Simplify Your Wedding Plans
- Tuesday, March 20, 2007
Editor's Note: The following is a report on the practical applications of Sharon Hanby-Robie's new book, A Simple Wedding, (GuidepostsBooks, 2007).
It’s easy to become overwhelmed with the enormous responsibilities of planning a wedding. As you and your fiancé’s families prepare to unite, it may seem like everyone has an opinion or expectation to express, compounding the pressure you face.
But you can find the peace God wants you to have if you simplify your wedding plans. Here’s how:
Invite God to guide you. Rely on God’s unlimited wisdom and power to help you prepare for your wedding. Don’t let yourself get overwhelmed; stay connected to God through frequent prayer about all the details. Expect God to inspire you and your fiancé with many wonderful ideas as you go through the planning process. Recognize that God wants to use your marriage to help both you and your future spouse grow and serve Him through serving others. Make a commitment to view your upcoming marriage as a ministry and ask the Holy Spirit to help you see ways your marriage can contribute to the world. Ask God to help you see your fiancé as God sees him, and to value his input as you plan your wedding together. Establish a habit of praying with your future spouse often.
Celebrate your engagement. Before announcing that you’re engaged, decide who should be told first. Once you’ve revealed the news to both sets of parents, help them get to know each other better. Have them participate in an interactive activity like a barbecue or sports game, to encourage conversation. Be prepared for the many questions people will ask you once they hear you’re engaged, and practice giving your answers in advance so you won’t be caught off-guard. Throw an engagement party for people who will also be invited to your wedding.
Learn all you can. Begin premarital counseling to think about, discuss, and pray through important issues you’ll need to deal with in your marriage, such as: communication, conflict resolution, personality issues, financial management, sexual expectations, marital satisfaction, leisure activities, children and parenting, family and friends, role relationships, and spiritual beliefs. Seek to create a framework for merging your separate lives into one shared life. Read books about marriage together. Ask a couple with a strong marriage that you admire to mentor you and your fiancé. Consider whether or not a prenuptial agreement would be wise for you and your fiancé.
Do it your way. Don’t feel pressured to please your family and friends if they don’t agree with some of your choices; remember that your wedding should reflect what’s most important to you and your fiancé. Work with him to decide what type of wedding experience best symbolizes the kind of life you want to share together. Privately discuss what’s important to you, and then present a united front to your family and friends. Be clear and upfront, yet respectful, when communicating your desires to them. Keep in mind that if your parents are paying for the wedding and insist that something be done their way, you may need to pay for the wedding yourself to avoid conflict. Pray for peace as you make your plans. Incorporate some old traditions that are meaningful for you and your fiancé into your wedding plans, and feel free to start new traditions as well. Consider creating a theme for your wedding.

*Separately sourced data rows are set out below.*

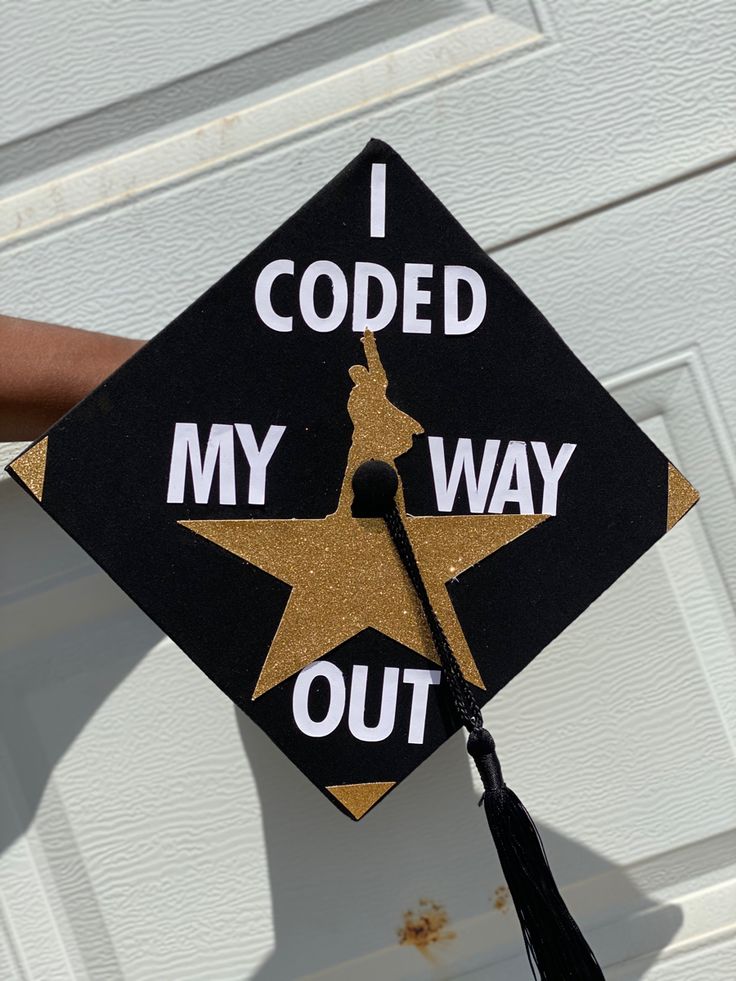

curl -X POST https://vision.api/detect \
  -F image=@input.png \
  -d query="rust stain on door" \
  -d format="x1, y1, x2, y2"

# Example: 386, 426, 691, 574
397, 898, 455, 959
493, 884, 510, 913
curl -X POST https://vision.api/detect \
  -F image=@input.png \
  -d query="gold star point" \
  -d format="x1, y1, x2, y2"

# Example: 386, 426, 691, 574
179, 331, 548, 701
180, 507, 547, 698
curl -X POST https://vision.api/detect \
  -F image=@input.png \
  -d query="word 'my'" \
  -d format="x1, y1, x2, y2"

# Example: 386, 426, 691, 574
167, 422, 285, 505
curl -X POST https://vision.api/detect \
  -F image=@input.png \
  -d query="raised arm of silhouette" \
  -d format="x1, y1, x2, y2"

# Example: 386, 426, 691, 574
339, 331, 423, 514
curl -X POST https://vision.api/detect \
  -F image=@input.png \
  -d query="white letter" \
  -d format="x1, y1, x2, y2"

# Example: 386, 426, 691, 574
299, 260, 349, 332
403, 668, 441, 744
488, 441, 534, 514
292, 662, 345, 737
370, 163, 386, 238
352, 261, 397, 332
166, 423, 235, 505
428, 436, 500, 513
348, 665, 400, 742
444, 265, 486, 335
403, 263, 433, 333
235, 424, 286, 505
255, 259, 294, 332
531, 442, 576, 516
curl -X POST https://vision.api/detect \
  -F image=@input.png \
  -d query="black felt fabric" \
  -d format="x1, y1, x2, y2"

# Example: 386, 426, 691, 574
7, 140, 672, 816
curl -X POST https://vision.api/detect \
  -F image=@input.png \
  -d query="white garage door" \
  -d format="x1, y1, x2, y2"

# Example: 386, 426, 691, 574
1, 1, 734, 978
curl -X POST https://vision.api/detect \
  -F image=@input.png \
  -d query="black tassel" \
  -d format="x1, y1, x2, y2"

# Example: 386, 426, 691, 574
360, 470, 606, 981
467, 728, 605, 980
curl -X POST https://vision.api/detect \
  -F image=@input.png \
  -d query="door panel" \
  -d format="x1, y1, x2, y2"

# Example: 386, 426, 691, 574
1, 1, 734, 977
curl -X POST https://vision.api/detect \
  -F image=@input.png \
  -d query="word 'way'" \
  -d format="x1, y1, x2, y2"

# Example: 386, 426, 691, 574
166, 424, 576, 515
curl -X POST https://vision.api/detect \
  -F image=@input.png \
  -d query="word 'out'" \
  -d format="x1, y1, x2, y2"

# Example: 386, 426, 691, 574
292, 661, 441, 744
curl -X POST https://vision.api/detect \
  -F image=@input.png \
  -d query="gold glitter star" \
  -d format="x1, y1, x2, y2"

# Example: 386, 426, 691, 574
180, 333, 547, 699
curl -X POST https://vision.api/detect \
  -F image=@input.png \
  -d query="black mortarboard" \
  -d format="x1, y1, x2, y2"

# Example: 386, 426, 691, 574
7, 140, 698, 978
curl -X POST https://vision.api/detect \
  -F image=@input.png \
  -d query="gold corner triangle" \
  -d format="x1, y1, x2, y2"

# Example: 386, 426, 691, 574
8, 436, 48, 501
326, 781, 396, 820
667, 462, 699, 532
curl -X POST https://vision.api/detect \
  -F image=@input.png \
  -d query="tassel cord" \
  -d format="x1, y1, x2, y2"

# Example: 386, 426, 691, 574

Look to the future instead of the past. Deal openly and honestly with the baggage you and your fiancé are bringing into your marriage: Perhaps one or both of you has been married before, you and he might have issues from your backgrounds that require healing and reconciliation, or maybe you all have divorced parents who don’t get along and could spoil your wedding plans. Ask God to give you realistic expectations and help you resolve conflicts.